Question

In adjoining trapezium\[ABCD\],\[AB = 6,DC = 12,CF = 9,AO = 4,BC = 10\],

Calculate
i) \[EC\]
ii) \[EF\]
iii) \[OE\]

Answer 1

Hint: At first, we will construct the trapezium\[ABCD\] and add a point\[F\]outside the trapezium which is at\[9\]steps from\[C\], we will use the triangles that are formed by the line \[BD\& AF\]and try to find the similarity of the triangles. From there we will find the values of the required sides.

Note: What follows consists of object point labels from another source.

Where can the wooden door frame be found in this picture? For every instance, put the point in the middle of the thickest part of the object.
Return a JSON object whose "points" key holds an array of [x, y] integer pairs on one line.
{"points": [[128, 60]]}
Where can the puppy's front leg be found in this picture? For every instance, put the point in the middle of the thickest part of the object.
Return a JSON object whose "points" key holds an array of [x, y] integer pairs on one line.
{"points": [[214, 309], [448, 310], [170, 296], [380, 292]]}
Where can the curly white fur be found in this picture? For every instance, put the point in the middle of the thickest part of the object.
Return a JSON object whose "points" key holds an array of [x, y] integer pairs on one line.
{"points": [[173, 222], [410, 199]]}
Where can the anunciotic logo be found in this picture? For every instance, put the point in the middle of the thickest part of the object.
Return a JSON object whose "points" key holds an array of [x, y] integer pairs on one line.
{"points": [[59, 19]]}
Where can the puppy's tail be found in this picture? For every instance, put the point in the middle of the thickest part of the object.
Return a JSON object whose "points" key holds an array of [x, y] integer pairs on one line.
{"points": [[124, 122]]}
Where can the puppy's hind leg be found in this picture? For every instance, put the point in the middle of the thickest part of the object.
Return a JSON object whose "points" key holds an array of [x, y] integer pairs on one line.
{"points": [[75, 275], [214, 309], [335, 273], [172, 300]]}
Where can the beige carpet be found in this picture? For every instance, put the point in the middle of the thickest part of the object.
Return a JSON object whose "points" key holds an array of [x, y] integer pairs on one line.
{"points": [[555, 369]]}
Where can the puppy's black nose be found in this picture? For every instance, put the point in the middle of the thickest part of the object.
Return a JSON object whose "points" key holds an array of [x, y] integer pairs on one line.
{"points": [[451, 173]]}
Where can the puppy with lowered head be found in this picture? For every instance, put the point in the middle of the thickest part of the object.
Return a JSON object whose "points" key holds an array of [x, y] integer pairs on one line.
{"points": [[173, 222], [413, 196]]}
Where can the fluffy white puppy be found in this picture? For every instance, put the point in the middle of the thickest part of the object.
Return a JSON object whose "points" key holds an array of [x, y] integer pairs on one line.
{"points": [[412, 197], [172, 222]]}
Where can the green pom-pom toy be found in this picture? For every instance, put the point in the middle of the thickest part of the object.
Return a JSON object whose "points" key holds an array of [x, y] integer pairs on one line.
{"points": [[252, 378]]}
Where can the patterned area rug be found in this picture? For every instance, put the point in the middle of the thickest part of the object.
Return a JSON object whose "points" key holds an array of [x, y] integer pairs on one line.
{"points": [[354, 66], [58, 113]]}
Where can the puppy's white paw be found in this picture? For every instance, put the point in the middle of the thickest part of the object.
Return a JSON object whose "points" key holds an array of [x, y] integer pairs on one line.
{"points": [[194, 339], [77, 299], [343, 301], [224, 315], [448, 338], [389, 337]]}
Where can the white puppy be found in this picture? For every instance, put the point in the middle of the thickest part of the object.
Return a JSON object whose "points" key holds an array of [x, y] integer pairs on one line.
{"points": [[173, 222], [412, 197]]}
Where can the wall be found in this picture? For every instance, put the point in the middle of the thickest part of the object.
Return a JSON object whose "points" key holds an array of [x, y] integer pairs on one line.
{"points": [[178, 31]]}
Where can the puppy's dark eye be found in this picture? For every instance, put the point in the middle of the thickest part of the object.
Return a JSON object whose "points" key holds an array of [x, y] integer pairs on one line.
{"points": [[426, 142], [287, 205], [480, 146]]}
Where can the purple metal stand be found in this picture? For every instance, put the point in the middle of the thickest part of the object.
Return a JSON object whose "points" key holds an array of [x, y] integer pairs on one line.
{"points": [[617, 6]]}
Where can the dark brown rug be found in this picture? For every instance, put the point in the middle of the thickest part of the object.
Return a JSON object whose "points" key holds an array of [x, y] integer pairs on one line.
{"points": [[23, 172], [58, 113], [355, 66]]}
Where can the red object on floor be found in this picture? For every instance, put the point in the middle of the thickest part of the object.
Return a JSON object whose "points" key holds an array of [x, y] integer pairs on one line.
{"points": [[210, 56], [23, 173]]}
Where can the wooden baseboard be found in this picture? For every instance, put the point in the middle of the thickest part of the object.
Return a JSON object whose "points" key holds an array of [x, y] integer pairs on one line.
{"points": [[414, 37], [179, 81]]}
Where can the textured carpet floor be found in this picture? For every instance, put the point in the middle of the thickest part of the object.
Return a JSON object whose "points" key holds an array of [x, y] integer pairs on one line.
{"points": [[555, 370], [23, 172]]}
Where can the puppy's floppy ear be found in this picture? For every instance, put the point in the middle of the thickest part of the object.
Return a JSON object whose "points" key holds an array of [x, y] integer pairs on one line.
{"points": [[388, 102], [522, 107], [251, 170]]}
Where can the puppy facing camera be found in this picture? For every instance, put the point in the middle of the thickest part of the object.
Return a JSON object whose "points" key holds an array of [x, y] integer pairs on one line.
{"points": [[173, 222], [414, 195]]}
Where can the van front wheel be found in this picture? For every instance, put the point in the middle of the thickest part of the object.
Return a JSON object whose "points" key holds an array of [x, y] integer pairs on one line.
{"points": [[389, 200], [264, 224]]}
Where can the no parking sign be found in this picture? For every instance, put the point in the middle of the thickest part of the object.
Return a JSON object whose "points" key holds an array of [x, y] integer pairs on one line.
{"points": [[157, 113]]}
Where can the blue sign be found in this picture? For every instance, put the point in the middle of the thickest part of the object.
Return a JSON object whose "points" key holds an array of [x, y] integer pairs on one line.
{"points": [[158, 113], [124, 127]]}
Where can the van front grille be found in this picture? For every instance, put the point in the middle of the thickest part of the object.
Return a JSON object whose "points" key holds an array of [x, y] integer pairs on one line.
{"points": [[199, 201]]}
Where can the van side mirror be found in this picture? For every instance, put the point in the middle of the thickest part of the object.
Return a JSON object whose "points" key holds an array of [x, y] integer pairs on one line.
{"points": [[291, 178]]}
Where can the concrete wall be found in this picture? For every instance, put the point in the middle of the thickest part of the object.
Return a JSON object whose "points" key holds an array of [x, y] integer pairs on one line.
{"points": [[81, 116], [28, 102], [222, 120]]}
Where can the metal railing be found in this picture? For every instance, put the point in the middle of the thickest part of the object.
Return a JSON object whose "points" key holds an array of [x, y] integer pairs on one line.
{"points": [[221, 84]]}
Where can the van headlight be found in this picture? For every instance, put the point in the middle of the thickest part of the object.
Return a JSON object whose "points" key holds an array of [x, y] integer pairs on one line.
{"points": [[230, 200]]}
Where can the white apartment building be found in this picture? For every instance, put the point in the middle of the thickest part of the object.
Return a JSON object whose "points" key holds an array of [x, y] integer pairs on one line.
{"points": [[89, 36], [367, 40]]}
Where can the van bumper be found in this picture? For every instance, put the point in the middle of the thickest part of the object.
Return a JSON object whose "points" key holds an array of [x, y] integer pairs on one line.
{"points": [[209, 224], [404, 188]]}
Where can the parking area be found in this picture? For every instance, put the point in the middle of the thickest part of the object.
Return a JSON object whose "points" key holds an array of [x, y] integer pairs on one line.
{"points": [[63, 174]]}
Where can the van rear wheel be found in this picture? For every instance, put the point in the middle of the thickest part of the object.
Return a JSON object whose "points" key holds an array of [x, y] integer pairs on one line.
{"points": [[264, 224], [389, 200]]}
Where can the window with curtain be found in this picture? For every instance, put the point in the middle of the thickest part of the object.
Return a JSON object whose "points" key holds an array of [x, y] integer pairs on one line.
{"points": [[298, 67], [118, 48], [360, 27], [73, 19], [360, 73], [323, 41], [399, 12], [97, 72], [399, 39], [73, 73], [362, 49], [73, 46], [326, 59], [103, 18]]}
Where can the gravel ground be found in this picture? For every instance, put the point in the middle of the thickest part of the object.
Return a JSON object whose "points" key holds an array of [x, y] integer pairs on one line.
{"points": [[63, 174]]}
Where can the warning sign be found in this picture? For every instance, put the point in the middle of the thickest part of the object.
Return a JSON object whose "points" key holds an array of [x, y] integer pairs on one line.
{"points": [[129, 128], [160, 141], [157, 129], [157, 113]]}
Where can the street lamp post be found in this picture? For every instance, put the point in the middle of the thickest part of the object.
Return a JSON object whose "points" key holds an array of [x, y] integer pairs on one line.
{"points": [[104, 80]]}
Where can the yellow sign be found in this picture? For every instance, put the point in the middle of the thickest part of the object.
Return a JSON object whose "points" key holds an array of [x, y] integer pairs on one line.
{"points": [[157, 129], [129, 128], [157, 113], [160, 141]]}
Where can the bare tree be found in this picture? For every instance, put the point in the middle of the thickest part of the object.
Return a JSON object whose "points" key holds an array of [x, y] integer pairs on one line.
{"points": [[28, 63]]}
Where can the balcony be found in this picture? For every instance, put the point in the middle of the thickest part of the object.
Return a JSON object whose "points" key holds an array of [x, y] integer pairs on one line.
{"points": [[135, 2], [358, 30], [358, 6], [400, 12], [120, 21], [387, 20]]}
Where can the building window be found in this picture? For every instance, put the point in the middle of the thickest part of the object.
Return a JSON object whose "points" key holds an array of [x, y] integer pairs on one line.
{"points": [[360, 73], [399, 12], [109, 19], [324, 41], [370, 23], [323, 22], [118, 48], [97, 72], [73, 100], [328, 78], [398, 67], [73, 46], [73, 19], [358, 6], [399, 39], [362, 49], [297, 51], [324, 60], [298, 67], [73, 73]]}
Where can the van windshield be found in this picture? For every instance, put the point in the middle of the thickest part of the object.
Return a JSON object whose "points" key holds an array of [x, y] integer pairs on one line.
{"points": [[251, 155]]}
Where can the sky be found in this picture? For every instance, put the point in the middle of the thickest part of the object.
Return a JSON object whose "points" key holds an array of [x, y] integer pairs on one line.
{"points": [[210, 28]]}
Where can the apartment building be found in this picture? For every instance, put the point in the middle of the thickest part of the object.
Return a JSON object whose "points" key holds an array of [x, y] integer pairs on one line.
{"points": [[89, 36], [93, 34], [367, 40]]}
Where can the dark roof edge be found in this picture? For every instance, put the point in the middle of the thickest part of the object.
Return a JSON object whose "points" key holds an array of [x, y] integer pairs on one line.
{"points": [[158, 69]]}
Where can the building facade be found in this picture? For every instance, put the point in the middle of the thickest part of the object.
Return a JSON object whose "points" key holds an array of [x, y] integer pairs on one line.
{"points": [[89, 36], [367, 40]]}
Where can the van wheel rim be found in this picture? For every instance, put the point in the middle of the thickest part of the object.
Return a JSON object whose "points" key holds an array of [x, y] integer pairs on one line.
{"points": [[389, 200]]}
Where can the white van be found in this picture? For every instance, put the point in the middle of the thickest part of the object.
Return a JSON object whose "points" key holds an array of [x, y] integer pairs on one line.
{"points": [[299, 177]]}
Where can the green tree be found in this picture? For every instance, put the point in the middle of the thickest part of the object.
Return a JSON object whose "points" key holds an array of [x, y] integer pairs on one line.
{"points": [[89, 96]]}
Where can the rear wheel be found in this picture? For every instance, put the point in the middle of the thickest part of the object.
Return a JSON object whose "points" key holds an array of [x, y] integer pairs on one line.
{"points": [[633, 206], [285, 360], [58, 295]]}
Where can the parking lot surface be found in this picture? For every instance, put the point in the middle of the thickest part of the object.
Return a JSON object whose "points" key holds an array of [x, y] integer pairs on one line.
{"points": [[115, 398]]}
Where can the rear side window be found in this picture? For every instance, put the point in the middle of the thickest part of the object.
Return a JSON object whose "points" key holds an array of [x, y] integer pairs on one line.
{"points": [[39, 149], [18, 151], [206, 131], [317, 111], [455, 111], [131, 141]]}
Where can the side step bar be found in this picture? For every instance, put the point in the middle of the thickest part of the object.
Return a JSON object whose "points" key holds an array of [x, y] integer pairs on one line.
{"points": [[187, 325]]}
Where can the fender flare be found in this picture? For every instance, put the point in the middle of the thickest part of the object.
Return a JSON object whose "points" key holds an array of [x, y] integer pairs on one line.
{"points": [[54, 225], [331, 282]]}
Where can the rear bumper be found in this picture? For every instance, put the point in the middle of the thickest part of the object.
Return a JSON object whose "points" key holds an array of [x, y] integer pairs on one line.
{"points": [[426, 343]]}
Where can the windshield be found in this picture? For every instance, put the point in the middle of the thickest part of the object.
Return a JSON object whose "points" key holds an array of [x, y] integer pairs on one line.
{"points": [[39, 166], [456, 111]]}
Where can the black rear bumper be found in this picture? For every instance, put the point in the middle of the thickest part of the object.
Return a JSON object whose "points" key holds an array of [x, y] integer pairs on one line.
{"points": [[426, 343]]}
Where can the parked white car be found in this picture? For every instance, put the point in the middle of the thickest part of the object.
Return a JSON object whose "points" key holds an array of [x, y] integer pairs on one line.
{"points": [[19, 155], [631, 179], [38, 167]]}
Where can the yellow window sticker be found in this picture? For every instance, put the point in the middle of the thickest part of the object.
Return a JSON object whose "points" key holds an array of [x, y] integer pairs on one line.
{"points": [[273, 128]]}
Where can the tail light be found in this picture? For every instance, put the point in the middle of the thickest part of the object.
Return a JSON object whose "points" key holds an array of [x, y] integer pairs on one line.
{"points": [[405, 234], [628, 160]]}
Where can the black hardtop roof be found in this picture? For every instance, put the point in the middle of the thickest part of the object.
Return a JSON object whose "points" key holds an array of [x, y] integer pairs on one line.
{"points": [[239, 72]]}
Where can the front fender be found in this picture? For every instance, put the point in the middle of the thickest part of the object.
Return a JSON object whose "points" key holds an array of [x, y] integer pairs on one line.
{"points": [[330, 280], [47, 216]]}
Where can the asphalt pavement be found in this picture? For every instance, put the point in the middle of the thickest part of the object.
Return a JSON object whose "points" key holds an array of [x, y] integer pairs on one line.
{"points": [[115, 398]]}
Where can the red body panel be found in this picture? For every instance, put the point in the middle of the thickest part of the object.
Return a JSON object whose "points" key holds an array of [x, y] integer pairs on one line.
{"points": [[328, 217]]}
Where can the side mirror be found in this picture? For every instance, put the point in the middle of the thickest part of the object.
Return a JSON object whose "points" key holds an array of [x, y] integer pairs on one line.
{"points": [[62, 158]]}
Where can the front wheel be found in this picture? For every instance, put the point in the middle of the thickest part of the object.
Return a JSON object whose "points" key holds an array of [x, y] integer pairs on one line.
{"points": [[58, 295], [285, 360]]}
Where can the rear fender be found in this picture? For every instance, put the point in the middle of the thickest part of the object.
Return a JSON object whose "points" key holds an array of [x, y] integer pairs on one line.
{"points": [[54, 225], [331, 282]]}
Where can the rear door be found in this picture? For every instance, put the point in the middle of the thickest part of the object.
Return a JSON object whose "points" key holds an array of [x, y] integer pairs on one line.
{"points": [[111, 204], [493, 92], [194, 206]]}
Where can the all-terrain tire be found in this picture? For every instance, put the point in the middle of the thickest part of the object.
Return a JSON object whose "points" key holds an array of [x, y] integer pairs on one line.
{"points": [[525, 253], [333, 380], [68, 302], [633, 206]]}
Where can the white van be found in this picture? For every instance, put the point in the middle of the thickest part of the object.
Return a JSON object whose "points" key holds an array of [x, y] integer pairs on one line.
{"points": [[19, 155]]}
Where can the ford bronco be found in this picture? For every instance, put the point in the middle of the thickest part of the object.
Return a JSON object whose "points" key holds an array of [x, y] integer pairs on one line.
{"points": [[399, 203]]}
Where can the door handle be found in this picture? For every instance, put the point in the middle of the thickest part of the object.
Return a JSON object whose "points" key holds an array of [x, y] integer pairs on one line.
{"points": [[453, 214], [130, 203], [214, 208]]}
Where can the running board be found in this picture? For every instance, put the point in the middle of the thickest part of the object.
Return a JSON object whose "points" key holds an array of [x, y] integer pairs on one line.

Complete step by step solution:
The given figure is,

It is given that in the trapezium\[ABCD\], \[AB = 6,DC = 12,CF = 9,AO = 4,BC = 10\]
Since, \[AB\parallel CD, AF\] is the transversal by the definition of a trapezium so, the alternate interior angles of the trapezium are equal.
So, \[\angle CFE = \angle EAB\]
Again, \[\angle CEF = \angle AEB\] as they are vertically opposite angles formed in the given trapezium.
So, in trapezium \[ABCD\]\[\Delta CFE\& \Delta EAB\] are similar triangle.
Therefore, we get, \[\dfrac{{EC}}{{EB}} = \dfrac{{CF}}{{AB}}\]by the property of triangles.
Here\[EB = BC - EC\]
And we have other values too. Let us substitute the values, then we get,
\[\dfrac{{EC}}{{BC - EC}} = \dfrac{9}{6}\]
Let us simplify and substitute the value we know, so that we get,
\[\dfrac{{EC}}{{10 - EC}} = \dfrac{3}{2}\]
Again by cross multiplication we get,
\[2EC = 30 - 3EC\]
Finally, on simplification we get,
\[EC = 6\]
Similarly consider\[\Delta ODF\& \Delta OAB\],
\[\angle OFD = \angle BAO\] as they are alternate interior angles.
\[\angle DOF = \angle AOB\]as they are vertically opposite angles.
So, in the given trapezium \[\Delta ODF\& \Delta OAB\]are similar triangles.
\[\dfrac{{OF}}{{AO}} = \dfrac{{DE}}{{AB}}\]by property of triangles.
Here\[DE = DC + CF\], on substituting the known values in the above equation we get,
\[\dfrac{{OF}}{4} = \dfrac{{DC + CF}}{6}\]
Let us substitute the values then we get,
\[\dfrac{{OF}}{4} = \dfrac{{12 + 9}}{6} = \dfrac{7}{2}\]
On cross multiplying and solving we get,
\[OF = 14\]
Similarly \[\Delta CFE\& \Delta EAB\]are similar triangle.
\[\dfrac{{EF}}{{AE}} = \dfrac{{CF}}{{AB}}\]
Here\[AE = AF - EF\] , let us substitute the known values in the above equation we get,
\[\dfrac{{EF}}{{AF - EF}} = \dfrac{9}{6}\]
On further substitution of known values we get,
\[\dfrac{{EF}}{{18 - EF}} = \dfrac{3}{2}\]
On cross multiplying and solving we get,
\[EF = 10.8\]
Therefore,
\[OE = OF - EF = 14 - 10.8 = 3.2cm\]

$\therefore$The required values are \[EC = 6cm,OE = 3.2cm,EF = 10.8cm\].

Additional Information:
Two triangles are said to be similar if one angle of a triangle is equal to one angle of another triangle and the sides including these angles are proportional or two angles of a triangle are equal two angles of another triangle or three sides of one triangle are proportional to the three sides of another triangle.

Note:
We should be careful in finding similar triangles because the finding of a similar triangles plays a major role in the given problem suppose we choose different triangles there could arise the problem of similarity.